Allen’s value, however, lies not in his individual statistics but how he has changed the Sonics on the court. True to McMillan’s words, the Sonics are not rebounding better and have not significantly improved their defense. What they’ve done, instead, is find a way to improve on what was already one of the league’s top offenses.

Sonics Offense Breakdown
w/o Allen
w/ Allen
The complete breakdown of the Sonics offense with and without Allen this season is at right, but several numbers jump out. The team’s scoring average with Allen in the lineup jumps to better than 103 points per game, a mark topped this season by only the Sacramento Kings. The Sonics 45.3% shooting with Allen would tie for fourth in the league, and the 10.0 three-pointers per game would shatter the current NBA record of 8.96 per game, set last year by the Boston Celtics (overall, the Sonics are on pace to break that mark).

Everyone knows that Allen is one of the league’s best shooters, so the improvement in scoring is no surprise whatsoever. What might be a little more surprising, especially to anyone who did not see Allen’s maturation last season in Seattle, is the improved ball movement the Sonics have had with him in the lineup. Their assists have increased from a shade under 20 per game to 23.6, again one of the league’s top marks. The Sonics have assisted 61.2% of their made shots with Allen in the lineup, as compared to 57.1% without him.

Allen scored 27 points during the fourth quarter and OT against Portland.
Jeff Reinking/NBAE/Getty
Even team statistics, alas, are not enough to capture just how important Allen is to the Sonics, because they fail to give proper weight to where Allen really shines – clutch situations. Post-Intelligencer columnist David Locke first quantified Allen’s fourth-quarter prowess last season, reporting that Allen averaged 6.5 points on 48% shooting in the fourth quarter of “close” games.
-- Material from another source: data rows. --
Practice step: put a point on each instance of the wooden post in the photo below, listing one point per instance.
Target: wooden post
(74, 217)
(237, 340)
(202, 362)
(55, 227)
This year, he has been even more amazing down the stretch. Allen has scored 10 points or more in the fourth quarter three times this season, coming up with 12 as the Sonics rallied against Memphis, 14 to outduel Kobe Bryant and the L.A. Lakers and topping those performances with 20 points in the fourth period and seven in overtime as the Sonics overcame an 18-point deficit to beat Portland. Allen hit the game-winning shot against the Lakers and put the Sonics ahead by two with seconds to play in regulation against the Blazers.

The Sonics won all three games, as well as a one-point victory at Houston where Allen came up with a steal as Houston inbounded the ball in the final seconds, hitting a free throw to seal a one-point win. In the seven fourth quarters he’s played (he sat out the fourth in a blowout loss at Sacramento), Allen has rung up 62 points, an average of 8.9 points per fourth quarter.

The closer the game has been, the better Allen has played. According to the website, Allen has played 35 minutes in what they define as “clutch” situations – five-point margin or smaller, fourth quarter or overtime. In that span, he has scored 42 points on 17-30 shooting (56.7%) and handed out six assists against two turnovers. In those 35 minutes, the Sonics have outscored their opponents by 32 points.

Despite the unpleasant memory of consecutive one-point losses to Denver and Phoenix during December, the Sonics actually fared reasonably well in close games without Allen, going 9-7in games decided by ten points or less. With Allen, however, they’re 3-0 (that doesn’t even count the Blazers game, as the Sonics crushed Portland in overtime to win by 11), bringing their two-year record in such games to 15-8 (.652) with Allen, 22-25 (.468) without him.

That Allen is truly a superstar-level player, that he is critical to the Sonics chances of success, is evident in the confidence he and his team feel when he takes a shot. It is evident in the dejected mood in the opposing locker room (“Jesus (expletive) Shuttlesworth beat us tonight,” one Portland player was quoted as saying, referring to Allen’s character in the movie “He Got Game”). It is evident in the knowledge by every fan, coach, player, and media member that he is going to take the last shot – and make it anyway.

The Sonics are now quite certain of Allen’s value – and they don’t need his absence to demonstrate it.